Published by: World Tibet Network News, Wednesday, Apr 17, 1996

By ELAINE KURTENBACH

Associated Press Writer

BEIJING, April 16, 1996 (AP) -- Tibetan Buddhists now are enduring the worst wave of repression since martial law was imposed in the Tibetan capital in 1989, a human rights group has reported.

Chinese authorities are imposing harsh controls to prevent Tibetan Buddhism from becoming a motivation for pro-independence sentiment, the International Campaign for Tibet says.

The report was released Monday to coincide with debate on China's human rights record by the U.N. Human Rights Commission, now meeting in Geneva.

China rebuffed the report as false, saying it was based on information from people whose "main goal is to create chaos."

"Things mentioned in that report have never happened," Chinese Foreign Ministry spokesman Shen Guofang told reporters today.

"The fact is that in recent years Tibet has enjoyed rapid economic growth too. What's more, religious beliefs have been protected, we have built many temples," Shen said.

The report said that China, having declared that there already are enough Buddhist temples and monks and nuns to attend to the "daily religious needs of the people," has begun restricting Tibetans from joining monasteries and nunneries and prohibiting unregistered construction of temples.
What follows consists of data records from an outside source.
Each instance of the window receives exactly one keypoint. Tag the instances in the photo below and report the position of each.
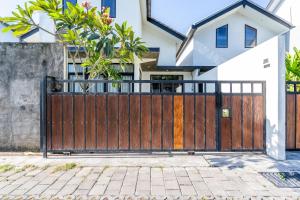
(65, 3)
(250, 37)
(222, 37)
(110, 4)
(127, 74)
(166, 87)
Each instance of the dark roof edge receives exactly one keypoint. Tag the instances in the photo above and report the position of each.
(224, 11)
(161, 25)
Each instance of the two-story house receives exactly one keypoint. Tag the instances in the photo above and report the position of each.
(242, 42)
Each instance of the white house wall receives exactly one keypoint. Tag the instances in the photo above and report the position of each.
(205, 51)
(249, 66)
(167, 45)
(289, 10)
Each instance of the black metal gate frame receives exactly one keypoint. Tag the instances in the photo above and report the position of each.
(50, 86)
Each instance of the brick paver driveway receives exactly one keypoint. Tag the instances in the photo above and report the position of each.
(143, 177)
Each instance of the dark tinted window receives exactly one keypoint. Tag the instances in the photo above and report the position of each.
(250, 37)
(112, 5)
(222, 37)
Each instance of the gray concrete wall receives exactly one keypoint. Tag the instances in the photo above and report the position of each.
(22, 67)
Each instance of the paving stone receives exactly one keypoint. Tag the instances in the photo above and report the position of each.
(171, 185)
(158, 190)
(97, 190)
(184, 181)
(173, 193)
(187, 190)
(37, 190)
(67, 190)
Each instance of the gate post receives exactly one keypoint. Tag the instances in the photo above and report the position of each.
(218, 114)
(43, 116)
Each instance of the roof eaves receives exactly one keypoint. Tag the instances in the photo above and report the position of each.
(161, 25)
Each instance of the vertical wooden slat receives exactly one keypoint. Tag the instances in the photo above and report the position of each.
(247, 122)
(189, 111)
(298, 122)
(68, 122)
(210, 123)
(146, 122)
(112, 122)
(90, 122)
(156, 121)
(79, 122)
(167, 122)
(101, 122)
(49, 110)
(200, 123)
(258, 122)
(226, 126)
(135, 122)
(123, 122)
(236, 123)
(56, 122)
(178, 122)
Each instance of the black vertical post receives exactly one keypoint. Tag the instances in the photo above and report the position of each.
(43, 116)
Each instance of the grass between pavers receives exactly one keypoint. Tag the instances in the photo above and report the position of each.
(65, 167)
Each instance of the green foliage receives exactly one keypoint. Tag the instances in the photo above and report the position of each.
(83, 27)
(292, 63)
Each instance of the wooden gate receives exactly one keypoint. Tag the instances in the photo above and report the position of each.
(129, 116)
(293, 116)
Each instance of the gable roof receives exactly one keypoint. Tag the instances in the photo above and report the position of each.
(243, 3)
(161, 25)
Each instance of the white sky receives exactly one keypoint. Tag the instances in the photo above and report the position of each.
(181, 14)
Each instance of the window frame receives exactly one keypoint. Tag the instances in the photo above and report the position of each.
(227, 38)
(115, 10)
(245, 39)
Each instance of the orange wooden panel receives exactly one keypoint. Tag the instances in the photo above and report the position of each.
(236, 122)
(123, 122)
(247, 122)
(68, 122)
(211, 123)
(135, 137)
(101, 122)
(56, 122)
(200, 123)
(156, 121)
(298, 123)
(258, 122)
(178, 122)
(226, 126)
(146, 122)
(79, 122)
(167, 122)
(90, 122)
(189, 124)
(113, 131)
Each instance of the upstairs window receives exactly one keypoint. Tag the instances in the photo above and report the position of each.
(250, 37)
(111, 4)
(222, 37)
(74, 2)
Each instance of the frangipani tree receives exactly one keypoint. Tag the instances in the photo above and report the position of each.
(96, 38)
(292, 63)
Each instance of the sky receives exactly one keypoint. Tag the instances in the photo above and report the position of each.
(181, 14)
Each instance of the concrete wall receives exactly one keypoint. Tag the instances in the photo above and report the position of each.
(250, 66)
(22, 67)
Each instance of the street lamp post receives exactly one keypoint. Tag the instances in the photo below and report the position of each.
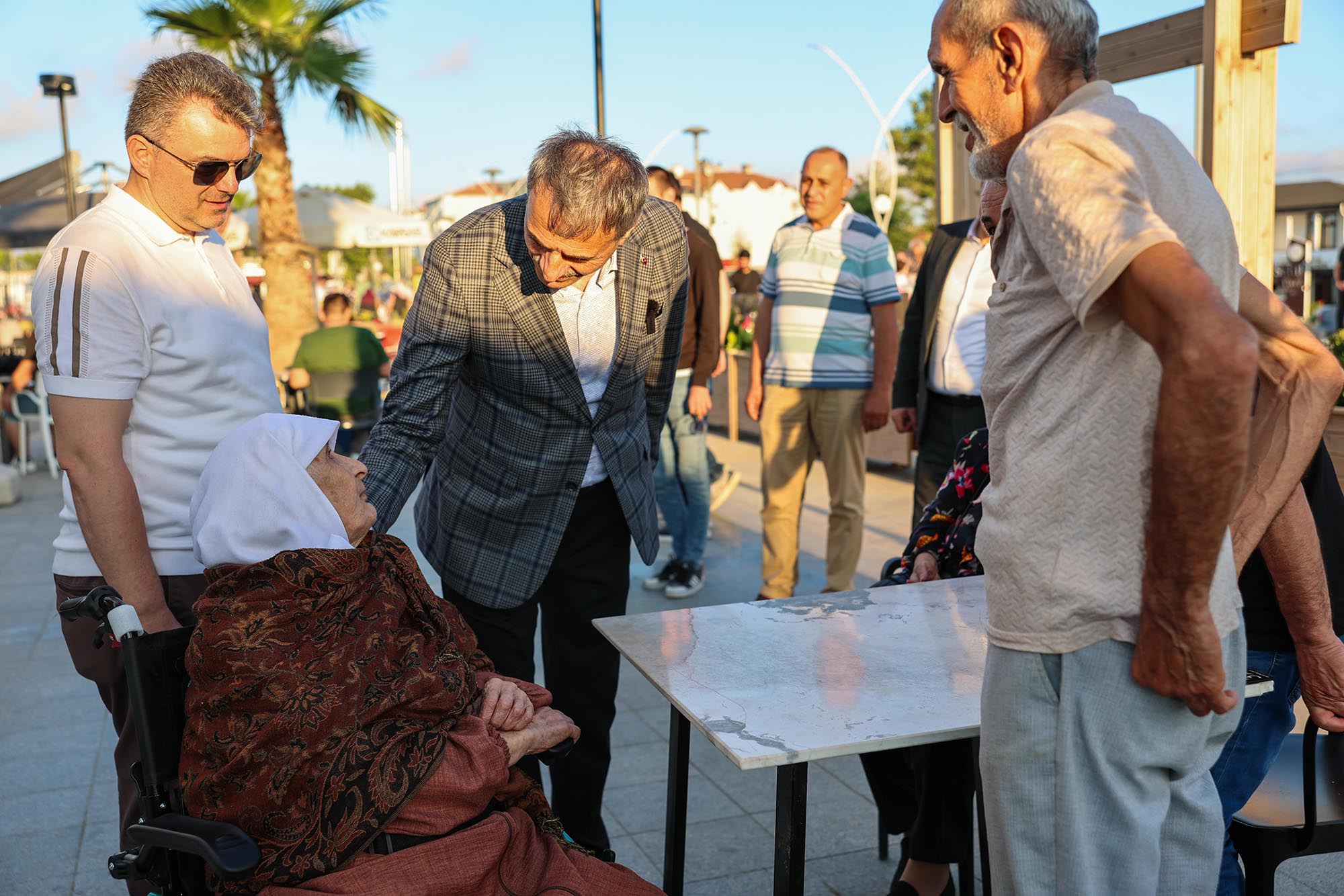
(696, 154)
(597, 65)
(62, 87)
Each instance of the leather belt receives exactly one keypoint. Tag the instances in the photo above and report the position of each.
(956, 401)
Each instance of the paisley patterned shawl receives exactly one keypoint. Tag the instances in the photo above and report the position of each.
(323, 684)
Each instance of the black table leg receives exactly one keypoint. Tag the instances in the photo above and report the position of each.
(674, 838)
(791, 828)
(980, 823)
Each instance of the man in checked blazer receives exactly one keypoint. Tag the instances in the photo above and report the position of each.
(529, 394)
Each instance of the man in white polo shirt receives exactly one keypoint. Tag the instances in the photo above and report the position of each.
(153, 350)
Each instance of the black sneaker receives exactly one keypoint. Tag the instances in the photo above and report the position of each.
(663, 577)
(689, 581)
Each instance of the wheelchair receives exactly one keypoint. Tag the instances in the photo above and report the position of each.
(173, 848)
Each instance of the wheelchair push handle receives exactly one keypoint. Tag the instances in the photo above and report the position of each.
(104, 605)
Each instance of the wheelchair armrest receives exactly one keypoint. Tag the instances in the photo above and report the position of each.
(225, 848)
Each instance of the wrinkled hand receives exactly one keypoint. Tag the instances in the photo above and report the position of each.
(756, 396)
(1323, 683)
(904, 418)
(698, 402)
(877, 408)
(549, 727)
(505, 706)
(1181, 656)
(925, 569)
(722, 366)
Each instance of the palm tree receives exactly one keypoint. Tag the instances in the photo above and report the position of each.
(282, 45)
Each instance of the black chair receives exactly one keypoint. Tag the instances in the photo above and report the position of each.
(173, 847)
(346, 386)
(1296, 812)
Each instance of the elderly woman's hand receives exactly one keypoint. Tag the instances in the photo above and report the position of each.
(549, 729)
(505, 706)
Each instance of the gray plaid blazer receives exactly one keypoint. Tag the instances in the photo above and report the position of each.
(486, 404)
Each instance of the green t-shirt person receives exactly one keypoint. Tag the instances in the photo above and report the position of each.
(339, 347)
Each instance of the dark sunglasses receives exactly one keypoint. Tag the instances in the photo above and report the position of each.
(208, 174)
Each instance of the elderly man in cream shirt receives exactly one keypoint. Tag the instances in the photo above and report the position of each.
(1119, 386)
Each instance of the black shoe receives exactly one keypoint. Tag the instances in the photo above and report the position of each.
(687, 581)
(902, 889)
(667, 574)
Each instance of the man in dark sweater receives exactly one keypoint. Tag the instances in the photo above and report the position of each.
(1294, 596)
(682, 480)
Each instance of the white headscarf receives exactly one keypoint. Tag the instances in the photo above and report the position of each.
(256, 498)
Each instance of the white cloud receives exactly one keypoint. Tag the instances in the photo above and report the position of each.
(1306, 163)
(456, 60)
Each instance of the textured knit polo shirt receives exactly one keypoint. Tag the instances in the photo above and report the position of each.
(1070, 390)
(825, 285)
(127, 308)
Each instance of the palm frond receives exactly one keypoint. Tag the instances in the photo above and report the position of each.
(361, 112)
(323, 14)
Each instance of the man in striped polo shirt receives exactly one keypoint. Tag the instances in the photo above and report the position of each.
(822, 369)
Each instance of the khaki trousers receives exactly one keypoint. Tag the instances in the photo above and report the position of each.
(796, 427)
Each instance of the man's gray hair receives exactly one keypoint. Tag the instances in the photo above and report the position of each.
(595, 183)
(1070, 28)
(170, 83)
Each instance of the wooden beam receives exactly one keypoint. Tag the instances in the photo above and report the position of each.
(1154, 48)
(1178, 41)
(1238, 111)
(1271, 24)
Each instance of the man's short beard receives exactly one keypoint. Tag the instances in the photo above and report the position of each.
(986, 165)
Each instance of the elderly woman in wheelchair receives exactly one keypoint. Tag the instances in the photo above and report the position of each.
(341, 713)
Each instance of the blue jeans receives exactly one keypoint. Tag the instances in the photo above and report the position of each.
(1253, 749)
(682, 480)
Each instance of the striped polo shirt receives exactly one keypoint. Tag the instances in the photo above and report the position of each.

The group alleged a number of human rights violations -- all of which have been corroborated by other monitoring groups. It said monks and nuns detained by police are routinely beaten and tortured by such methods as electric shock, dousing with cold water, sleep deprivation, rape and other sexual abuse.

China sent its army into Tibet in 1950 and formally took it over a year later, claiming it was Chinese territory. Large pro-independence protests broke out in the late 1980s, until authorities imposed martial law in the capital Lhasa in 1989.

Reports of scattered protests continue, although they are difficult to confirm. Journalists rarely receive permission to visit the remote region, and officials there rarely provide information by phone.

The government encourages limited religious activity in Tibet, partly because it is a prime tourist attraction. But the report said officials fear that Buddhism posed a challenge to Chinese Communist rule there.

It also noted an official campaign to discredit the exiled Dalai Lama's position as a revered Tibetan spiritual leader.

As part of that effort, Beijing has refused to accept a 6-year-old boy the Dalai Lama named as the reincarnation of Tibetan Buddhism's highest-ranking leader inside Tibet, the Panchen Lama. Chinese officials insisted that Tibetan Buddhists enthrone another child. The Dalai Lama's choice is believed to be under house arrest, making him, the group said, perhaps the world's youngest prisoner of conscience.

The group also criticized the U.S. Department of State's annual report on human rights, which it said has erroneously indicated that Tibetans enjoy freedom of religion as long as it is not connected to pro-independence activities.